Say I have a string like this:
Output:
I have some-non-alphanumeric % characters remain here, I "also, have_+ some & .here"
I want to only remove non-alphanumeric characters inside the quotations except commas, periods, or spaces:
Desired Output:
I have some-non-alphanumeric % characters remain here, I "also, have some .here"
I have tried the following sed
command matching a string and deleting inside the quotes, but it deletes everything that is inside the quotes including the quotes:
sed '/characters/ s/\("[^"]*\)\([^a-zA-Z0-9\,\. ]\)\([^"]*"\)//g'
Any help is appreciated, preferably using sed
, to get the desired output. Thanks in advance!

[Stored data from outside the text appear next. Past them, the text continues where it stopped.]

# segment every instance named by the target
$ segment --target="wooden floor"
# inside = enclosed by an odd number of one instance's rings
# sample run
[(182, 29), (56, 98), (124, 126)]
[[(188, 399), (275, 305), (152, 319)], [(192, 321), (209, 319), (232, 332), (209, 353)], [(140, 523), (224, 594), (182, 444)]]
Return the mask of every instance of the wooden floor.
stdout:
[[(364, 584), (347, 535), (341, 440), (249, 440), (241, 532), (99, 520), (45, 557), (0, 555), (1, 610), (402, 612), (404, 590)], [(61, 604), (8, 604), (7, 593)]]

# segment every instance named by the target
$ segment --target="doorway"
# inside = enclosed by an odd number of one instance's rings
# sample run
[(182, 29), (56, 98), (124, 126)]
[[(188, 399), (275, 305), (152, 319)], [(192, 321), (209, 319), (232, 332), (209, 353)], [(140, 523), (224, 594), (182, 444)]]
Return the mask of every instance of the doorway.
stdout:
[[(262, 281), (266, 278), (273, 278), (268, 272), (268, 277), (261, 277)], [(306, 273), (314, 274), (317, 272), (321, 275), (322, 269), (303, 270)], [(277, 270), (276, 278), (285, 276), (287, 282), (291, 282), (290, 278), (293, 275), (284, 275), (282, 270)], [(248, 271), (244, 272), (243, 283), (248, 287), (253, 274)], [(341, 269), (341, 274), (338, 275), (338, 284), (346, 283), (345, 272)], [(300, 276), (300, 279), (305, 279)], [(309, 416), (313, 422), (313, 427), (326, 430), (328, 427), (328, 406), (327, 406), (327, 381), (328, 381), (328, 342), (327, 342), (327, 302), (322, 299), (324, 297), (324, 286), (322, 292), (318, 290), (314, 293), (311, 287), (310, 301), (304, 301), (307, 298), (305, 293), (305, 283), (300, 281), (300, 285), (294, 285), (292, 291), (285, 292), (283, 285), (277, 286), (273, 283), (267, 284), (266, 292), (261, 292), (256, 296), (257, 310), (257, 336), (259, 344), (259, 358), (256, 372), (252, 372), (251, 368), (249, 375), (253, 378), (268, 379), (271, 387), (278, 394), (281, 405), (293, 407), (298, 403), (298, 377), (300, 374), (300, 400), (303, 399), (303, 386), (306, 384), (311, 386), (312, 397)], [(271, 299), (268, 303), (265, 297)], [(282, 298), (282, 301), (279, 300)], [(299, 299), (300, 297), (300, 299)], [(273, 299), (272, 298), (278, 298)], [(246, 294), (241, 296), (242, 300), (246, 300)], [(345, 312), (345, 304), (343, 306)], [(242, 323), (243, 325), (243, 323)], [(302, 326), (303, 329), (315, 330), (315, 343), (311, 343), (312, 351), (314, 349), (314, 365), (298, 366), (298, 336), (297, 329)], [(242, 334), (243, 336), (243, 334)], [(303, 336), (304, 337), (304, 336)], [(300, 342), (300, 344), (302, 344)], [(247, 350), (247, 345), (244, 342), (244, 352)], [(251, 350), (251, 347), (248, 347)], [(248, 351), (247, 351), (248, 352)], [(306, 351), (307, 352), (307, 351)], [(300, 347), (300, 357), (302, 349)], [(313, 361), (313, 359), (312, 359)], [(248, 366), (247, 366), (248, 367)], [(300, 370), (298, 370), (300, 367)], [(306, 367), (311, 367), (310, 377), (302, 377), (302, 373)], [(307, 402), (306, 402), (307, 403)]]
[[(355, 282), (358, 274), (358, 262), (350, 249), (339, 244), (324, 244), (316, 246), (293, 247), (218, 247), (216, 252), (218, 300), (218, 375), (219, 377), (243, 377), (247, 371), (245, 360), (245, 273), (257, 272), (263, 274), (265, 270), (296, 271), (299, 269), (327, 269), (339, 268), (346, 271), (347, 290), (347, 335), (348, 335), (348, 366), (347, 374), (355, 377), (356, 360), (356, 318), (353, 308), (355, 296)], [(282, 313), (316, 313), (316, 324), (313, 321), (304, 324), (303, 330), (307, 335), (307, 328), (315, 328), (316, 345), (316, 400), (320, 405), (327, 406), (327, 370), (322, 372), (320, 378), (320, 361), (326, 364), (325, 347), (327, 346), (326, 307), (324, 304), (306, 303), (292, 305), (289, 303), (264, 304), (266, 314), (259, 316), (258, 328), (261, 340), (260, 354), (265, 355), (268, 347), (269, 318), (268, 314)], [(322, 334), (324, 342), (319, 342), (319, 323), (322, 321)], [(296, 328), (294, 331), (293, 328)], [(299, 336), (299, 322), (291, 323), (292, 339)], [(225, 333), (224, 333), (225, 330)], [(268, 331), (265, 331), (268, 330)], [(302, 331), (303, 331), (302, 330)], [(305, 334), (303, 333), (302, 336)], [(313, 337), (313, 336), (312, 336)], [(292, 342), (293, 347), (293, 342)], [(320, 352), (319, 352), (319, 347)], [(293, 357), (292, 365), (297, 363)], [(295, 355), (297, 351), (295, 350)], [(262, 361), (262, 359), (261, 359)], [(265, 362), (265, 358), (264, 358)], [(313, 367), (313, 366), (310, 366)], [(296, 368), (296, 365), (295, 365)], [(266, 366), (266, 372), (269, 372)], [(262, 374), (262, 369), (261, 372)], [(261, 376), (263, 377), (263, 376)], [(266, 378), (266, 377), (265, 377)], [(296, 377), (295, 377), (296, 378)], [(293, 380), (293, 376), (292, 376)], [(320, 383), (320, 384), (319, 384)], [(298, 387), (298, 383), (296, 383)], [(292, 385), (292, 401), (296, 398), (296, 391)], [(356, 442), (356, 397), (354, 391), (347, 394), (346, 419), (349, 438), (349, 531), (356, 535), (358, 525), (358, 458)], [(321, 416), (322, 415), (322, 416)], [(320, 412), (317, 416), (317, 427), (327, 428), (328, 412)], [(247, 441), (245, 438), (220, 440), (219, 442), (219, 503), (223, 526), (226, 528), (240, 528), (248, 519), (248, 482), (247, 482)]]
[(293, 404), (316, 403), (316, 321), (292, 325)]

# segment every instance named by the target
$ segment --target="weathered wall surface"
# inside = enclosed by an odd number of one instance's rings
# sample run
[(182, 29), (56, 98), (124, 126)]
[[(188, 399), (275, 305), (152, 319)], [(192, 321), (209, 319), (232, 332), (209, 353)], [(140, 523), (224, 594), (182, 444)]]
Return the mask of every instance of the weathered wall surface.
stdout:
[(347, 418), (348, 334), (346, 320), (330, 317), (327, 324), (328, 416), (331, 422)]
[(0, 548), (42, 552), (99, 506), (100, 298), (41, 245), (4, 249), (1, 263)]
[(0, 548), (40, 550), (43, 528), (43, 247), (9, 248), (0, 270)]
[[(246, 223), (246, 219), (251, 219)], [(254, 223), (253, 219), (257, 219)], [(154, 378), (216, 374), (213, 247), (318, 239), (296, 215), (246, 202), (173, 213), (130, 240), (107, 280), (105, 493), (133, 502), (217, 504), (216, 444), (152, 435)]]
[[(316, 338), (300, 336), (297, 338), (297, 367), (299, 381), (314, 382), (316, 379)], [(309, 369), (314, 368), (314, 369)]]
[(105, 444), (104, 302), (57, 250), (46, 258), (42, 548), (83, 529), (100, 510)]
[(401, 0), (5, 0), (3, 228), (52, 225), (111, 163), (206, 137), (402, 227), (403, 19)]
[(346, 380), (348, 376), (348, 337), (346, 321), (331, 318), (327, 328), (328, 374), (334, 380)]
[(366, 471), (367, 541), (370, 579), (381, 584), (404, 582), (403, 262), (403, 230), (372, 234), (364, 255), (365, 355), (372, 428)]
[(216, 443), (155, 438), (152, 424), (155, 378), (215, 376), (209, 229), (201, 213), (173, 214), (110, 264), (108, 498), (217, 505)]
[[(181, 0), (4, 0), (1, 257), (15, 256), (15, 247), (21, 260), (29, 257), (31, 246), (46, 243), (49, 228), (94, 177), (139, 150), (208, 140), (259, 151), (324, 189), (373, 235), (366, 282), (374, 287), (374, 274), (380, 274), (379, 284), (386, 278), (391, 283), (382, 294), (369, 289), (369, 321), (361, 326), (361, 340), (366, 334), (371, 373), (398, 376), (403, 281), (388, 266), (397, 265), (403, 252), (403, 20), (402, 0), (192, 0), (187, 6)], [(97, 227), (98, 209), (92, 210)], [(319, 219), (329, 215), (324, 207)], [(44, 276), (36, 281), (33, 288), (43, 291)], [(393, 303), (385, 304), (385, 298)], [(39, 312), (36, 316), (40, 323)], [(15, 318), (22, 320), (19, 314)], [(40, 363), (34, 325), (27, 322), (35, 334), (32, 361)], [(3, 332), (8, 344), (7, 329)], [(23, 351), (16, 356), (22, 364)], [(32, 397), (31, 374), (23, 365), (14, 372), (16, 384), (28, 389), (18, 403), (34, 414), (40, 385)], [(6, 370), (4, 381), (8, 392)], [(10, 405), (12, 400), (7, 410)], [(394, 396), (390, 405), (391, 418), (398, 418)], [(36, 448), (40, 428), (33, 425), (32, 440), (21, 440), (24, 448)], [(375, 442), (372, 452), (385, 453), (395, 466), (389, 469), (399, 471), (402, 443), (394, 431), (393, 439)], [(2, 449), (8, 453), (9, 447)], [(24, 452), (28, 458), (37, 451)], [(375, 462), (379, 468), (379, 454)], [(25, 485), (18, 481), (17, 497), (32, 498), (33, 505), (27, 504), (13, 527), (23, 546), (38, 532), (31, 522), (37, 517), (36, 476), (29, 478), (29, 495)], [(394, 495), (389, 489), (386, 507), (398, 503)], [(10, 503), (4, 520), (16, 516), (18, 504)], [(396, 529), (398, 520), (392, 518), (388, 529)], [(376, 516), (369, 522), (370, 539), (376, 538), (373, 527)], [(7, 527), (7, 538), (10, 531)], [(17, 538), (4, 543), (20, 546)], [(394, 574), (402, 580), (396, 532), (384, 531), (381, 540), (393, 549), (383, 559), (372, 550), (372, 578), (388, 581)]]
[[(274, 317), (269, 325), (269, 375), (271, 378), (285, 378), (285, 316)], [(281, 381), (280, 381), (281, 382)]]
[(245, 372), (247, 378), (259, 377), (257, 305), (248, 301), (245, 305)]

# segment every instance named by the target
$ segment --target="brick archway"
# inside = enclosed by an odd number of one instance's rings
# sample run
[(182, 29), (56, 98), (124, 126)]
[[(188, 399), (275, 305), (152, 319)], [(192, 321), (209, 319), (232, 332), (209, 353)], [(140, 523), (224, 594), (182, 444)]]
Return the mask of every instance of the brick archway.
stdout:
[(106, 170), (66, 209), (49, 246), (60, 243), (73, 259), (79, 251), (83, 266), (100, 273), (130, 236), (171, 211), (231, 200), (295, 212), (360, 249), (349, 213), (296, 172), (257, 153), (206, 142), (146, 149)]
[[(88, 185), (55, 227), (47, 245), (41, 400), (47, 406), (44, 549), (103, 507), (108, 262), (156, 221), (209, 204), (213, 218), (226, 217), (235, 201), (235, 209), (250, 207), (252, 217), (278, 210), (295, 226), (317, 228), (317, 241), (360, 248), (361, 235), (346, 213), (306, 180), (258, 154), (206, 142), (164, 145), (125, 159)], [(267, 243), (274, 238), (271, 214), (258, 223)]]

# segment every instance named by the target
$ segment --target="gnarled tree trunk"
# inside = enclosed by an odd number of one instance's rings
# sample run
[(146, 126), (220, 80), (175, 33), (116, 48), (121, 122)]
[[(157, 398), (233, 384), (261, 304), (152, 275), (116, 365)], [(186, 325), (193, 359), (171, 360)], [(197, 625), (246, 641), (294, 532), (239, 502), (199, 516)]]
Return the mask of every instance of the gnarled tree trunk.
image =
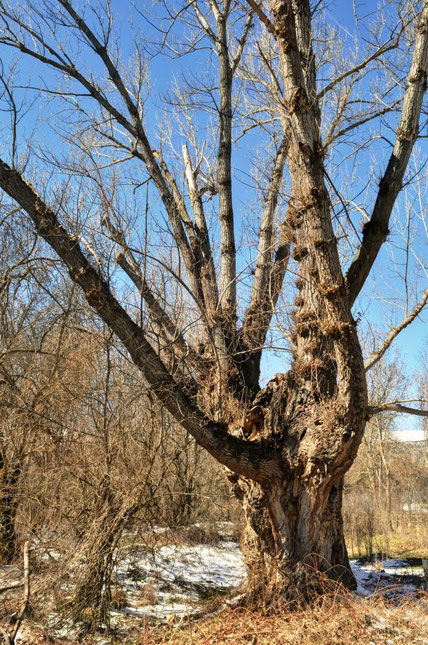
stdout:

You need to repeat your substitution multiple times to remove all non-alphanumeric characters. Doing such a loop in sed requires a label and use of the b
and t
commands:
sed '
# If the line contains /characters/, just to label repremove
/characters/ b repremove
# else, jump to end of script
b
# labels are introduced with colons
:repremove
# This s command says: find a quote mark and some stuff we do not want
# to remove, then some stuff we do want to remove, then the rest until
# a quote mark again. Replace it with the two things we did not want to
# remove
s/\("[a-zA-Z0-9,. ]*\)[^"a-zA-Z0-9,. ][^"a-zA-Z0-9,. ]*\([^"]*"\)/\1\2/
# The t command repeats the loop until we have gotten everything
t repremove
'
(This will work even without the [^"a-zA-Z0-9,. ]*
, but it'll be slower on lines that contain many non-alphanumeric characters in a row)
Though the other answer is right in that doing this in perl is much easier.